The Mississippi Rolls On

By Mike Clifford


Wikipedia online describes the Mississippi River watershed as the third largest drainage basin in the world, exceeded in size only by the watersheds of the Amazon River and Congo River. It drains 41 percent of the 48 contiguous states of the United States. The basin covers more than 1,245,000 square miles, including all or parts of 31 states and two Canadian provinces.

Major watershed tributaries to the Mississippi include:

• Red River in Louisiana

• White River in Arkansas

• Arkansas River in Arkansas

• Ohio River in Illinois and Kentucky

• Big Muddy River in Illinois

• Kaskaskia River in Illinois

• Missouri River in Missouri

• Illinois River in Illinois

• Des Moines River in Iowa

• Skunk River in Iowa

• Rock River in Illinois

• Maquoketa River in Iowa

• Wisconsin River in Wisconsin

• Chippewa River in Wisconsin

• St. Croix River in Wisconsin

• Minnesota River in Minnesota

Some fun facts and statistics to consider regarding this magnificent watershed before we get to the heart of the matter and the purpose of this article:

In 1848, the Illinois and Michigan Canal was built to connect the Mississippi River to Lake Michigan via the Illinois River near Peru, Illinois. In 1900, this canal was replaced by the Chicago built Chicago Sanitary and Ship Canal to link the Great Lakes to the Mississippi. The canal allowed Chicago to address specific health issues (typhoid, cholera and other waterborne diseases) by sending its waste down the Illinois and Mississippi river systems, rather than polluting its water source Lake Michigan. The canal also provided a shipping route between the Great Lakes and the Mississippi.


The sport of water skiing was invented on the river in a wide region between Minnesota and Wisconsin known as Lake Pepin. Ralph Samuelson of Lake City, Minnesota created and refined his skiing technique in late June and early July of 1922. He later performed the first water ski jump in 1925 and was pulled along at 80 miles per hour (128 km/h) by a Curtiss flying boat later that year.

In the spring of 1927 the river broke out of its banks in 145 places during the Great Mississippi Flood of 1927 and inundated 27,000 square miles to a depth of up to 30 feet.


On October 20, 1976 the automobile ferry MV George Prince was struck by a ship traveling upstream, as the ferry attempted to cross from Destrehan, LA, to Luling, LA. Seventy-eight passengers and crew died; only eighteen survived the accident. This is the last major loss of life on the Mississippi River.


The Great Flood of 1993 is considered the most devastating flood to occur in the U.S. in modern history.

A river with such credentials steeped in history and folklore deserves to be protected, as it serves as the lifeblood of the Midwest for so many. According to Illinois’ Lieutenant Governor Pat Quinn “The Mississippi River is not only a tremendous economic and recreational asset, but it is crucial to our state and country's identity.” A new initiative by the Lieutenant Governor has resulted in the creation of the Mississippi River Coordinating Council.


Modeled after the successful Illinois River Coordinating Council (IRCC), the Mississippi River Coordinating Council (MRCC) will bring together citizens, river organizations, and state and federal agencies to coordinate and implement policies on the intertwined environmental and economic health of the Mississippi River and its tributaries within the State of Illinois.
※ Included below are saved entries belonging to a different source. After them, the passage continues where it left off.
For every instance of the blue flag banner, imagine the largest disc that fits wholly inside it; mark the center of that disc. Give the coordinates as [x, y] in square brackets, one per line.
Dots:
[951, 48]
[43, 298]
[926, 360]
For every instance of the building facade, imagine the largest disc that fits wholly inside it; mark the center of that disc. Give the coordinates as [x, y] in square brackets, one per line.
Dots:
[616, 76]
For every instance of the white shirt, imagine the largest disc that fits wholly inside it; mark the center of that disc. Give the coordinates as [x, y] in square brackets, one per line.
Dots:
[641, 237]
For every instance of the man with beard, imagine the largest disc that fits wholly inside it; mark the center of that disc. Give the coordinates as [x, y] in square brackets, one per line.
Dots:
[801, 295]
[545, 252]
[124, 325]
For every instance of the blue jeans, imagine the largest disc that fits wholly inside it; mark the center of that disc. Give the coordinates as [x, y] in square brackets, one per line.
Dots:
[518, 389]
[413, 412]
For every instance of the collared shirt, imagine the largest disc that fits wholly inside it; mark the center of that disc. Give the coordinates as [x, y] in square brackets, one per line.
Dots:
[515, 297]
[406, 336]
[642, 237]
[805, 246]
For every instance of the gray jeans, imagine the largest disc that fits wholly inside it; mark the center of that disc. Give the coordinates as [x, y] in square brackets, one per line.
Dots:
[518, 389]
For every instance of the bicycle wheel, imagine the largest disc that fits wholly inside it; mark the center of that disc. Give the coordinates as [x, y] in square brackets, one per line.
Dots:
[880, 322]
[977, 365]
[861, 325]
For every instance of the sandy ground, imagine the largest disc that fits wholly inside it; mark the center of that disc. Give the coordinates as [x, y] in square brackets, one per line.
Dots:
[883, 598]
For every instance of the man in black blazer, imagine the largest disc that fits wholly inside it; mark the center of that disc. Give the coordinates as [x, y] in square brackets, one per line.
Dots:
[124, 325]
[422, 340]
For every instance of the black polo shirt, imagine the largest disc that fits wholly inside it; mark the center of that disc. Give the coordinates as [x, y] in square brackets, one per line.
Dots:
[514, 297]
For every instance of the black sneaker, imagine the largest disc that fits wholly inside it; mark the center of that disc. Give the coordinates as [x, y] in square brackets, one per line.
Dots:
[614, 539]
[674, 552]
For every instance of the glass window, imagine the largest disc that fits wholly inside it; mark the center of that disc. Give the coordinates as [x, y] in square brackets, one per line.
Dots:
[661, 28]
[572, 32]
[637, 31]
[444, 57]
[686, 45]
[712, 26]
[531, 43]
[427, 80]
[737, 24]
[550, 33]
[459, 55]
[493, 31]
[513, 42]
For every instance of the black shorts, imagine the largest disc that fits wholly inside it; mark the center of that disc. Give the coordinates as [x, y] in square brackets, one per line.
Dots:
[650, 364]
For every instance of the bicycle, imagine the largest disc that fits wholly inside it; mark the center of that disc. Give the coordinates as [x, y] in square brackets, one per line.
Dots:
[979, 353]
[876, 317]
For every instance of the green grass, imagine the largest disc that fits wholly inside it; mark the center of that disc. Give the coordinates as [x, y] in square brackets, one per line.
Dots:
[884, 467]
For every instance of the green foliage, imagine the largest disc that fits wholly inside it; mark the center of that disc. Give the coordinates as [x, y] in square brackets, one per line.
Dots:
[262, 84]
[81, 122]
Citizen input and involvement is highly encouraged and necessary for the success of the IRCC and the creation of the Mississippi River Coordinating Council. One of the consistently dynamic portions of each quarterly meeting of the IRCC is the public comment section.

Members of the public have brought items to the attention of the IRCC, which resulted in victories for the Illinois River, and agenda items have sparked the creation of new programs or activities to benefit the watershed.


This involvement and interaction between state and federal agencies and members of the public will be a hallmark of the new Mississippi River Coordinating Council. Meetings will begin after January 1, 2007.

In setting out to create the MRCC, Lieutenant Governor Pat Quinn asks for your ideas, comments, and concerns, and encourages you to participate in our on-line survey.

To access this survey, please point your internet browser to the following address:



This grand old river deserves to hear what you have to say, and is listening intently right this moment- so please consider giving her five minutes after all she has given in her glorious journey.


Until next time, I’ll leave you with this:


"We call upon the waters that rim the earth, horizon to horizon,

that flow in our rivers and streams, that fall upon our gardens

and fields, and we ask that they teach us, and show us the way."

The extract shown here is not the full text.